Transformers empirically perform precise probabilistic reasoning in carefully constructed ``Bayesian wind tunnels'' and in large-scale language models, yet the mechanisms by which gradient-based learning creates the required internal geometry remain opaque. We provide a complete first-order analysis of how cross-entropy training reshapes attention scores and value vectors in a transformer attention head. Our core result is an \emph{advantage-based routing law} for attention scores, \[ \frac{\partial L}{\partial s_{ij}} = α_{ij}\bigl(b_{ij}-\mathbb{E}_{α_i}[b]\bigr), \qquad b_{ij} := u_i^\top v_j, \] coupled with a \emph{responsibility-weighted update} for values, \[ Δv_j = -η\sum_i α_{ij} u_i, \] where $u_i$ is the upstream gradient at position $i$ and $α_{ij}$ are attention weights. These equations induce a positive feedback loop in which routing and content specialize together: queries route more strongly to values that are above-average for their error signal, and those values are pulled toward the queries that use them. We show that this coupled specialization behaves like a two-timescale EM procedure: attention weights implement an E-step (soft responsibilities), while values implement an M-step (responsibility-weighted prototype updates), with queries and keys adjusting the hypothesis frame. Through controlled simulations, including a sticky Markov-chain task where we compare a closed-form EM-style update to standard SGD, we demonstrate that the same gradient dynamics that minimize cross-entropy also sculpt the low-dimensional manifolds identified in our companion work as implementing Bayesian inference. This yields a unified picture in which optimization (gradient flow) gives rise to geometry (Bayesian manifolds), which in turn supports function (in-context probabilistic reasoning).

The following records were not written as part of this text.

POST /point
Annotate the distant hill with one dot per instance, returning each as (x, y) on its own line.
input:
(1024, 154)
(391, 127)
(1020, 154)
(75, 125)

翻译：Transformer 在精心构建的“贝叶斯风洞”及大规模语言模型中，经验上能执行精确的概率推理，然而基于梯度的学习如何创建所需内部几何的机制仍不透明。我们对交叉熵训练如何重塑 Transformer 注意力头中的注意力分数与值向量进行了完整的一阶分析。我们的核心结果是注意力分数的**基于优势的路由定律**：\[ \frac{\partial L}{\partial s_{ij}} = α_{ij}\bigl(b_{ij}-\mathbb{E}_{α_i}[b]\bigr), \qquad b_{ij} := u_i^\top v_j, \] 以及与值的**责任加权更新**相耦合：\[ Δv_j = -η\sum_i α_{ij} u_i, \] 其中 $u_i$ 是位置 $i$ 处的上游梯度，$α_{ij}$ 是注意力权重。这些方程诱导了一个正反馈循环，其中路由与内容共同专业化：查询更强烈地路由至对其误差信号具有高于平均水平的值的向量，而这些值向量被拉向使用它们的查询。我们证明这种耦合专业化行为类似于一个双时间尺度的 EM 过程：注意力权重实现 E 步（软责任分配），而值向量实现 M 步（责任加权的原型更新），查询与键则调整假设框架。通过受控模拟（包括一个黏性马尔可夫链任务，其中我们将闭式 EM 风格更新与标准 SGD 进行比较），我们证明了最小化交叉熵的相同梯度动力学也塑造了在我们配套工作中被识别为实现贝叶斯推理的低维流形。这产生了一个统一的图景：优化（梯度流）催生几何（贝叶斯流形），而几何又支持功能（上下文概率推理）。